The holly bush is a broad-leaf evergreen popular in landscape design for its versatility. It serves well as a low-cropped foundation planting, as a privacy screen, as a hedge or as a specimen tree for a focal point in the garden. When a holly grows too large, however, you may need to move it. Understanding the holly's root system helps ensure a successful move and adaptation to another area in the landscape.
Flower and Fruit
Holly trees flower in the spring between April and June. The plants are dioecious, meaning that although their small white flowers appear similar, one type of flower is male (stamenate) and the other is female (pistillate). The female blossoms are pollinated by insects, and only the females produce the fruit or berries. Both male and female plants must be present in the landscape to produce the red and orange berries. Allow small holly trees to flower before transplanting so the sex of the plants is identified.
Because young hollies have both a taproot and a prolific lateral root system, they transplant easily. The taproot is a thick stalk of root that extends straight down beneath the plant to stabilise it and draw supplemental water and nutrients from deeper soil. The lateral roots extend out horizontally from the taproot of the plant, and lie closer to the surface.

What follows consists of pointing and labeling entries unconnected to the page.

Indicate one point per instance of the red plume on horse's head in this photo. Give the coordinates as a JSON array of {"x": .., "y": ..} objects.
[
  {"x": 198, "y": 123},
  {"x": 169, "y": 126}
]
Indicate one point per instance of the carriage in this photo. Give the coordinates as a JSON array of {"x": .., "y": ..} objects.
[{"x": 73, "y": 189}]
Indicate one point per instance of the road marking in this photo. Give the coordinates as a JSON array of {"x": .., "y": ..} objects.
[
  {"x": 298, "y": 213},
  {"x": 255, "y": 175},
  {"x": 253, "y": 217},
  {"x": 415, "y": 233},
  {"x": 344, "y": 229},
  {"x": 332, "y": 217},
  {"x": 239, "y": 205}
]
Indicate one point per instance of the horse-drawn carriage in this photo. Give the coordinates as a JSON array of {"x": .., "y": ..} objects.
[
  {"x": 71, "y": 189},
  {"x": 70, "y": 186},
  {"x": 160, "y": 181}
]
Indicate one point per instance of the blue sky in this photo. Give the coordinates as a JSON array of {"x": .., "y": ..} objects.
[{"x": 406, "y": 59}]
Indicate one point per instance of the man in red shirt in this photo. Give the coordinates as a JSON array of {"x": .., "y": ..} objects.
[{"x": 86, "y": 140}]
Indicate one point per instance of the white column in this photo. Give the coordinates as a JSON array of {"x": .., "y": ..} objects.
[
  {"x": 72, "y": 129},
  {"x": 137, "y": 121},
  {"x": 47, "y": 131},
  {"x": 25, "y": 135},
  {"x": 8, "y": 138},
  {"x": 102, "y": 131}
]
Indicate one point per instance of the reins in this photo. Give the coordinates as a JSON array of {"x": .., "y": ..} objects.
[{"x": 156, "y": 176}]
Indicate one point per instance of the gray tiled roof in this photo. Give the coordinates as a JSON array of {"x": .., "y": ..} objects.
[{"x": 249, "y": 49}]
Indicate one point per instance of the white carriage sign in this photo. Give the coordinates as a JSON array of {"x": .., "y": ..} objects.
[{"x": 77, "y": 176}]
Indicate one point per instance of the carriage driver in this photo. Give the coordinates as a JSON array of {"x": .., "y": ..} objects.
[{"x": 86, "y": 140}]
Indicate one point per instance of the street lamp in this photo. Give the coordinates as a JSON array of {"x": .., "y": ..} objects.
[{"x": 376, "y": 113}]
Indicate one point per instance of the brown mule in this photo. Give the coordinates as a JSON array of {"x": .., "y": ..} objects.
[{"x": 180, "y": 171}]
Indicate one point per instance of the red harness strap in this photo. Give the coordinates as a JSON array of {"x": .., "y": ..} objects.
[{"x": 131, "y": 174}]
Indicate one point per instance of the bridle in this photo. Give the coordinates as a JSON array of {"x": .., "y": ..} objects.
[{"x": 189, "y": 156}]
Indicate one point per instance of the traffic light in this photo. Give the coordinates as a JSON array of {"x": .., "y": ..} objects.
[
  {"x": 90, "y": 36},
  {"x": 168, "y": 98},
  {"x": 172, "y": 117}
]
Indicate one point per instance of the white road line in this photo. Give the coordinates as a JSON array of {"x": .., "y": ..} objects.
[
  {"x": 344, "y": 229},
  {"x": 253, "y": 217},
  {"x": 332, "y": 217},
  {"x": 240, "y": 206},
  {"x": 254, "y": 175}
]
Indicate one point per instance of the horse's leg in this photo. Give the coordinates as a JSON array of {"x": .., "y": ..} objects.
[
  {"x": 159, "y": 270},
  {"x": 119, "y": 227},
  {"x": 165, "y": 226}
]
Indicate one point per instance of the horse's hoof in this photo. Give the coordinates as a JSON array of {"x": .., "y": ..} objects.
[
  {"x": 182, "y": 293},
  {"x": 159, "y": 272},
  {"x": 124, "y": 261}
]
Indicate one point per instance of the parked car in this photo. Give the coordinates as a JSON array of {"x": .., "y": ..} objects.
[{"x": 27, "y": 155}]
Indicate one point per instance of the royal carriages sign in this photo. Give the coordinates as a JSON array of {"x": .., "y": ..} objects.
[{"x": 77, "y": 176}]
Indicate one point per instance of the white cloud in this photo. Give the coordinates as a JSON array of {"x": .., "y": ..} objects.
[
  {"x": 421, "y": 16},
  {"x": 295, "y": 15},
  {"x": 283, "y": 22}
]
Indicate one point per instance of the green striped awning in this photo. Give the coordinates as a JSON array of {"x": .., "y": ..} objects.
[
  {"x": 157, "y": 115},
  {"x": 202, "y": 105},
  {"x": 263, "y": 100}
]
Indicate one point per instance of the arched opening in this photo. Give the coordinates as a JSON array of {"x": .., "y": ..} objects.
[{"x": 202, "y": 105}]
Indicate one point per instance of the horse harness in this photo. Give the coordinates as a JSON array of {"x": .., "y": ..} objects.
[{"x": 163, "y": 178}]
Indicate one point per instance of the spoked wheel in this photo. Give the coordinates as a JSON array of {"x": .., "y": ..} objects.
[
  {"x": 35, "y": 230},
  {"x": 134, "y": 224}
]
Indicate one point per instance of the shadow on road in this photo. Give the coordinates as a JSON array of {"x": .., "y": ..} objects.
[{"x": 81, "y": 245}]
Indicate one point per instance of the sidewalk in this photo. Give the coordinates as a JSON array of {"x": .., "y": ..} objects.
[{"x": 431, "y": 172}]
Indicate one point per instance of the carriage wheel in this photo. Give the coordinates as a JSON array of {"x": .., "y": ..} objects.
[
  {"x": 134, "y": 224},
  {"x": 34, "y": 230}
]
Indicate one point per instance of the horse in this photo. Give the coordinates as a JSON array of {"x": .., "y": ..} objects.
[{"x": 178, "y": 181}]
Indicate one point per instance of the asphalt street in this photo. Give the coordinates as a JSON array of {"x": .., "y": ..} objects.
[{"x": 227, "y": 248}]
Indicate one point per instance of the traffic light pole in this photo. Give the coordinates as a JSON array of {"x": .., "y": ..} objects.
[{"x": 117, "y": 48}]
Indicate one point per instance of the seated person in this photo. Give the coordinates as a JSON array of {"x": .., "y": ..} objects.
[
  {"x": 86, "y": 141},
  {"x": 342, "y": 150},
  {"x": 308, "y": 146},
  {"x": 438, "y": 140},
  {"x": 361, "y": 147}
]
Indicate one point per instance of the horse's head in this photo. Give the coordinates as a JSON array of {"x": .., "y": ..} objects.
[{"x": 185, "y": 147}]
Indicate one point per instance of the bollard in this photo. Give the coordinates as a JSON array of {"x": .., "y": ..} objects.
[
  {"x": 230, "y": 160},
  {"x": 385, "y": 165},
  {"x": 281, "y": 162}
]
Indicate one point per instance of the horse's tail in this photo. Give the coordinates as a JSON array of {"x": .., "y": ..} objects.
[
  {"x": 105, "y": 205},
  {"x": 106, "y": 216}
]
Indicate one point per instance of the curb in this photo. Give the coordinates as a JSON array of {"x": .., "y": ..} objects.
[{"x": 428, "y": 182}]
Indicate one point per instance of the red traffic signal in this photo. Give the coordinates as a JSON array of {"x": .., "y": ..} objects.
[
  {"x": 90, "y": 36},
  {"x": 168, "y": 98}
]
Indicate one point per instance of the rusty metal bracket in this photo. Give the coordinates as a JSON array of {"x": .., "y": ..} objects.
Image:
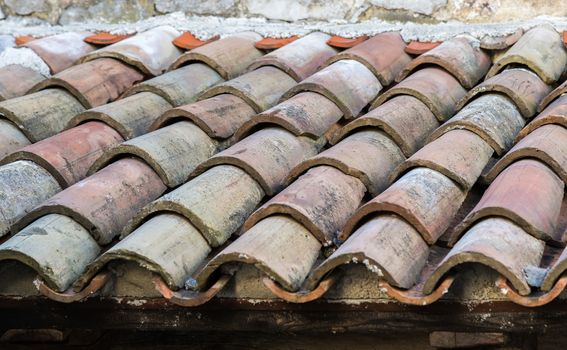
[
  {"x": 190, "y": 298},
  {"x": 71, "y": 295}
]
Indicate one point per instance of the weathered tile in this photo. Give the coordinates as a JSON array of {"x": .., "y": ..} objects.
[
  {"x": 458, "y": 154},
  {"x": 299, "y": 59},
  {"x": 425, "y": 198},
  {"x": 387, "y": 245},
  {"x": 219, "y": 116},
  {"x": 61, "y": 51},
  {"x": 493, "y": 117},
  {"x": 460, "y": 56},
  {"x": 305, "y": 114},
  {"x": 173, "y": 151},
  {"x": 436, "y": 88},
  {"x": 216, "y": 202},
  {"x": 69, "y": 155},
  {"x": 103, "y": 203},
  {"x": 369, "y": 155},
  {"x": 152, "y": 51},
  {"x": 41, "y": 114},
  {"x": 322, "y": 200},
  {"x": 261, "y": 88},
  {"x": 229, "y": 56},
  {"x": 131, "y": 116},
  {"x": 547, "y": 144},
  {"x": 540, "y": 49},
  {"x": 404, "y": 118},
  {"x": 348, "y": 83},
  {"x": 496, "y": 243},
  {"x": 180, "y": 86},
  {"x": 278, "y": 246},
  {"x": 383, "y": 54},
  {"x": 513, "y": 194},
  {"x": 94, "y": 83},
  {"x": 18, "y": 197},
  {"x": 522, "y": 86},
  {"x": 55, "y": 246}
]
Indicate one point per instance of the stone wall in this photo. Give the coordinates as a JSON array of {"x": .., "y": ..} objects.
[{"x": 424, "y": 11}]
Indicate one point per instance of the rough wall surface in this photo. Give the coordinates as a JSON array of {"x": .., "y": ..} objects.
[{"x": 428, "y": 11}]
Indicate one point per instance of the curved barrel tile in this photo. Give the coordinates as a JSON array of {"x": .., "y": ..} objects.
[
  {"x": 348, "y": 83},
  {"x": 383, "y": 54},
  {"x": 513, "y": 194},
  {"x": 541, "y": 49},
  {"x": 458, "y": 154},
  {"x": 300, "y": 58},
  {"x": 425, "y": 198},
  {"x": 216, "y": 202},
  {"x": 219, "y": 116},
  {"x": 387, "y": 245},
  {"x": 18, "y": 197},
  {"x": 261, "y": 88},
  {"x": 41, "y": 114},
  {"x": 305, "y": 114},
  {"x": 547, "y": 144},
  {"x": 493, "y": 242},
  {"x": 103, "y": 203},
  {"x": 228, "y": 56},
  {"x": 522, "y": 86},
  {"x": 55, "y": 246},
  {"x": 460, "y": 56},
  {"x": 69, "y": 155},
  {"x": 493, "y": 117},
  {"x": 267, "y": 155},
  {"x": 278, "y": 246},
  {"x": 173, "y": 151},
  {"x": 94, "y": 83},
  {"x": 152, "y": 51},
  {"x": 405, "y": 119},
  {"x": 368, "y": 155},
  {"x": 436, "y": 88},
  {"x": 180, "y": 86},
  {"x": 322, "y": 200},
  {"x": 131, "y": 116}
]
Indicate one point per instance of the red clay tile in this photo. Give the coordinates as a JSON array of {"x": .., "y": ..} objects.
[
  {"x": 439, "y": 90},
  {"x": 458, "y": 154},
  {"x": 322, "y": 200},
  {"x": 260, "y": 88},
  {"x": 404, "y": 118},
  {"x": 541, "y": 49},
  {"x": 267, "y": 155},
  {"x": 348, "y": 83},
  {"x": 219, "y": 116},
  {"x": 300, "y": 58},
  {"x": 383, "y": 54},
  {"x": 68, "y": 155},
  {"x": 228, "y": 56},
  {"x": 522, "y": 86},
  {"x": 368, "y": 155},
  {"x": 512, "y": 195},
  {"x": 61, "y": 51},
  {"x": 341, "y": 42},
  {"x": 188, "y": 41},
  {"x": 151, "y": 51},
  {"x": 103, "y": 203},
  {"x": 459, "y": 56},
  {"x": 96, "y": 82},
  {"x": 425, "y": 198},
  {"x": 306, "y": 114},
  {"x": 493, "y": 117}
]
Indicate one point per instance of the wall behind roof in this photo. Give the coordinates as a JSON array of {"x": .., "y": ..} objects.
[{"x": 424, "y": 11}]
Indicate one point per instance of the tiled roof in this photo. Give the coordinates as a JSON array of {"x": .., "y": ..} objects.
[{"x": 310, "y": 172}]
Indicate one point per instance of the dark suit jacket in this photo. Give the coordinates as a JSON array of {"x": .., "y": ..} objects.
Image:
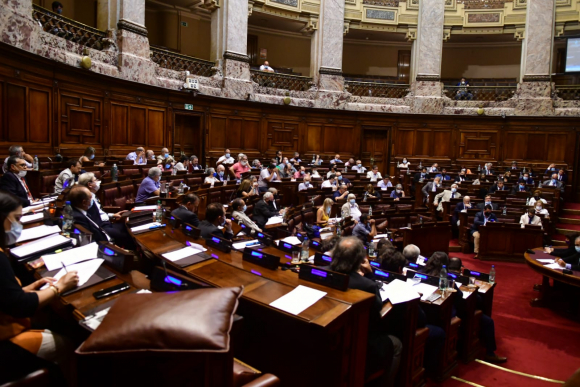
[
  {"x": 208, "y": 229},
  {"x": 186, "y": 216},
  {"x": 10, "y": 183},
  {"x": 479, "y": 219},
  {"x": 262, "y": 212}
]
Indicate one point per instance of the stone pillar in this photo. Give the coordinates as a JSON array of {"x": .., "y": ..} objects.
[
  {"x": 535, "y": 90},
  {"x": 229, "y": 45},
  {"x": 426, "y": 52},
  {"x": 326, "y": 47}
]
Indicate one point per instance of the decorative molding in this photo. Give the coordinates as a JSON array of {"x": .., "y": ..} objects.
[
  {"x": 132, "y": 27},
  {"x": 236, "y": 56}
]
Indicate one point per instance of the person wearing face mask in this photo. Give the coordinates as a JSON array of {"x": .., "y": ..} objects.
[
  {"x": 215, "y": 216},
  {"x": 264, "y": 210},
  {"x": 186, "y": 210},
  {"x": 446, "y": 196},
  {"x": 323, "y": 213},
  {"x": 19, "y": 304},
  {"x": 350, "y": 208},
  {"x": 481, "y": 219},
  {"x": 14, "y": 182},
  {"x": 239, "y": 213}
]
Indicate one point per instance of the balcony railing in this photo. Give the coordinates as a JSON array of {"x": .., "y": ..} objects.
[
  {"x": 174, "y": 61},
  {"x": 281, "y": 81},
  {"x": 68, "y": 29},
  {"x": 480, "y": 93},
  {"x": 378, "y": 90},
  {"x": 568, "y": 92}
]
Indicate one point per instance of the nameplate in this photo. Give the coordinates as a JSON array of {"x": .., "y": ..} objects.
[{"x": 268, "y": 261}]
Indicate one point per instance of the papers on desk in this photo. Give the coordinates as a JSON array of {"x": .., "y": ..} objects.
[
  {"x": 181, "y": 253},
  {"x": 39, "y": 245},
  {"x": 70, "y": 257},
  {"x": 37, "y": 232},
  {"x": 298, "y": 300},
  {"x": 275, "y": 220},
  {"x": 85, "y": 271},
  {"x": 31, "y": 218}
]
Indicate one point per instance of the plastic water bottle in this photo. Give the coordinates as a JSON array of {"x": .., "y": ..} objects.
[
  {"x": 67, "y": 219},
  {"x": 114, "y": 172},
  {"x": 304, "y": 252},
  {"x": 159, "y": 212},
  {"x": 443, "y": 279},
  {"x": 492, "y": 275}
]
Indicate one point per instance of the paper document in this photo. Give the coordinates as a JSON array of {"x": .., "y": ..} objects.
[
  {"x": 181, "y": 253},
  {"x": 298, "y": 299},
  {"x": 70, "y": 257},
  {"x": 39, "y": 245},
  {"x": 275, "y": 220},
  {"x": 31, "y": 218},
  {"x": 85, "y": 271},
  {"x": 37, "y": 232}
]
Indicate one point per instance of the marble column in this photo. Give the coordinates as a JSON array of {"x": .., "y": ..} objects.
[
  {"x": 535, "y": 90},
  {"x": 326, "y": 47},
  {"x": 229, "y": 45},
  {"x": 427, "y": 51}
]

They are thinner and more fragile than the
taproot; however, they provide the main source of the plant's water and nutrients.
Transplant hollies during the dormant season, between November and March. Small holly trees may be transplanted with bare roots, but the roots must be kept moist during the transplanting process. Keep the roots of larger plants intact in a ball of soil, and covered with burlap to retain moisture and provide protection. Pruning the lateral roots of small holly trees to a depth of 2 to 4 feet in the year prior to transplanting encourages healthy new growth
of these roots to sustain the plant in its new location.
Raising holly plants from seed is a lengthy process, taking up to three years for seeds to germinate naturally. Vegetative reproduction is an alternative. Holly is reproduced from cuttings taken in August, September or December. Take cuttings from the current season's ripened wood, with a small section of two-year-old wood, including leaves. Set these cuttings at a slant in 6 inches of moist peatmoss and soil, with the leaves lying flat on the soil surface, until they sprout and develop roots. When they develop roots, transplant them. Root cuttings are not successful for propagation.